The first, and simplest step is to pull your color swatches into the swatch window (which you can see by going to Windows > Swatches) -- select each swatch with the eyedropper and then, where the color appears in the fill section, pull these over into your swatch window. You might want to delete all the other swatches in the swatch window before doing this, if you're like me and like a clean workspace! Now that all eight colors are in the swatch window, it's time to define your palette.

Illustrator does two types of palettes. The first type is a 'color group'. This is designated in the swatches window by a small folder, which is followed by each of the colors in the color group. You can have multiple color groups to a saved swatch set, which is useful if you just want to play around with different colors in one project. Make sure you have all your swatch colors selected (click the first swatch in line, hold down shift, and click the last swatch in line), then click the icon in the Swatches window that is a little folder with a plus sign. It will group the colors together and ask you to name them. 

Maybe you want to create three or four useable color groups, and then bundle them together in a Swatch packet. When your Swatches window looks exactly like what you want, click the little button in the left corner of the Swatch panel that shows two folders on top of each other, and drag down to 'Save Swatches'. You then get to title the Swatch, and you can access it later by clicking that same button, dragging down to 'User Defined' and finding the Swatches you want! Create your artwork as you like using your new colors! 

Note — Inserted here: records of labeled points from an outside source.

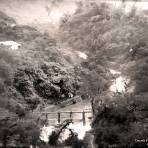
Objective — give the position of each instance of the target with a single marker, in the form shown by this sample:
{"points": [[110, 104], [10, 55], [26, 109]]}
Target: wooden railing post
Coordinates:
{"points": [[59, 117], [46, 122], [71, 115], [83, 118]]}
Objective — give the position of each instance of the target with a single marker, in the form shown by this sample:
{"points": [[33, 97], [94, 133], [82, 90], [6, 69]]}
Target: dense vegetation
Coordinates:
{"points": [[38, 74], [30, 77]]}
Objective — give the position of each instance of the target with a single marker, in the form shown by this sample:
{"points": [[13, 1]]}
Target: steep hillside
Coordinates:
{"points": [[115, 40], [33, 72]]}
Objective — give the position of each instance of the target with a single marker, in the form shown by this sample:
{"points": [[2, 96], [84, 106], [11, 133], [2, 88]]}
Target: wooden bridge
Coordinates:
{"points": [[53, 118]]}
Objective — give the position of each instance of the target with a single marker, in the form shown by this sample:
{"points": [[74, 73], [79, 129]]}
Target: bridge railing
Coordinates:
{"points": [[75, 116]]}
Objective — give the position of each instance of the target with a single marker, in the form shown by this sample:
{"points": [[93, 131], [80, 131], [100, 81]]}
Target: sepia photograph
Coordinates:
{"points": [[73, 73]]}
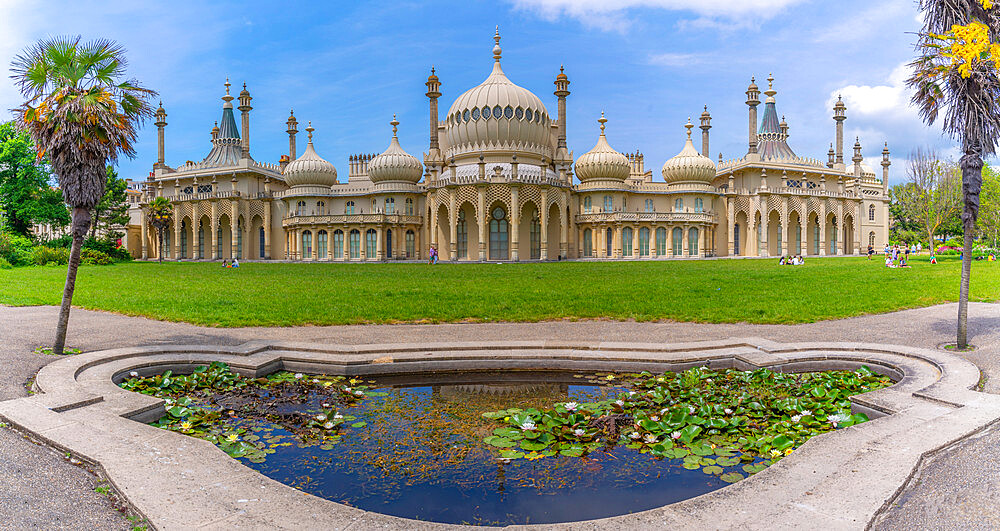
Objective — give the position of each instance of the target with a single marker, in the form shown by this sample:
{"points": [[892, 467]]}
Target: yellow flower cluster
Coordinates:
{"points": [[969, 44]]}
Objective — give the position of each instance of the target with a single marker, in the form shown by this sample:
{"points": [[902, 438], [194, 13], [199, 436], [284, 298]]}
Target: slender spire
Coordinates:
{"points": [[496, 47]]}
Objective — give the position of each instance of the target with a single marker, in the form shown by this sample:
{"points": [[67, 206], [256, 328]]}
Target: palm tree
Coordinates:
{"points": [[955, 72], [160, 212], [81, 114]]}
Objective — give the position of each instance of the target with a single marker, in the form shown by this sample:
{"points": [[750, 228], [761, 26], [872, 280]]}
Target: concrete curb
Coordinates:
{"points": [[839, 480]]}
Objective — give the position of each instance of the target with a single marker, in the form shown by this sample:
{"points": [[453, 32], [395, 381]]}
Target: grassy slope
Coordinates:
{"points": [[756, 291]]}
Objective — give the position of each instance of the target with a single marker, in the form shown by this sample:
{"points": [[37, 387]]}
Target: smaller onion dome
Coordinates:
{"points": [[602, 162], [394, 164], [689, 165], [310, 169]]}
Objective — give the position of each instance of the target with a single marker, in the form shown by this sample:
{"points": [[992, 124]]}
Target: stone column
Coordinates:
{"points": [[515, 214]]}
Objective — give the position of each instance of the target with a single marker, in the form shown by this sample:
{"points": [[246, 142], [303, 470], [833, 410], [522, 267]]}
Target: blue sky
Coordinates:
{"points": [[649, 64]]}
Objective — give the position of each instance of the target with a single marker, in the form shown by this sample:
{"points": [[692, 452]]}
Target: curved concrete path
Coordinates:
{"points": [[966, 472]]}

If you are using a platform like Blogger, and you don't do CSS or HTML or any type of coding, you might just be using the templates and advanced changes feature in the editing dashboard. If you are, you can use your palette here, too -- just open up Illustrator and double-click the swatch you want to use for the color of say, your background, or text. You'll see a window like this:


This is the Color Picker. You notice how on the right side it has a bunch of boxes with numbers and letters? Do you see the one near the bottom that is just a #? That is the HEX, or hexidecimal, number code used to show a color in HTML. In the Blogger interface, there are plenty of options to put in this six-digit letters and numbers code, and you'll have exactly the same colors in your template as in your banner art!